Déjeuner professionnel assommant à Toulouse. À un moment, l’un des convives se félicite de la « nouvelle » rue Alsace-Lorraine qui, selon ses dires, serait passée grâce aux interminables années de travaux de l’ombre à la lumière, de l’archaïsme à la modernité. Je ne réagis pas. Décidément, nous ne vivons pas dans la même ville ou bien ce thuriféraire de la rue Alsace ne doit pas l’emprunter bien souvent. Sinon, il constaterait qu’elle est d’abord le paradis des mendiants, des punks à chiens et des enseignes textiles de la marchandise mondialisée.

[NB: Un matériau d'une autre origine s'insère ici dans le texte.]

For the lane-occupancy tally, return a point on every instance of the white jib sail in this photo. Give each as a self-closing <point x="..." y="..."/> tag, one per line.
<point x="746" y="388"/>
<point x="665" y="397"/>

Nous avons troqué une rue sans charme mais fonctionnelle pour une vaste artère indéfinie où voitures, camions de livraisons, innombrables cyclistes, deux roues motorisés, passants, joggers et autres utilisateurs d’objets roulants plus ou moins identifiés se disputent âprement l’espace public constitué notamment de pavés tachés de chewing-gum, d’arbres faméliques et de containers de recyclage. Bref, comme disait Philippe Meyer, le progrès fait rage et le futur ne manque pas d’avenir.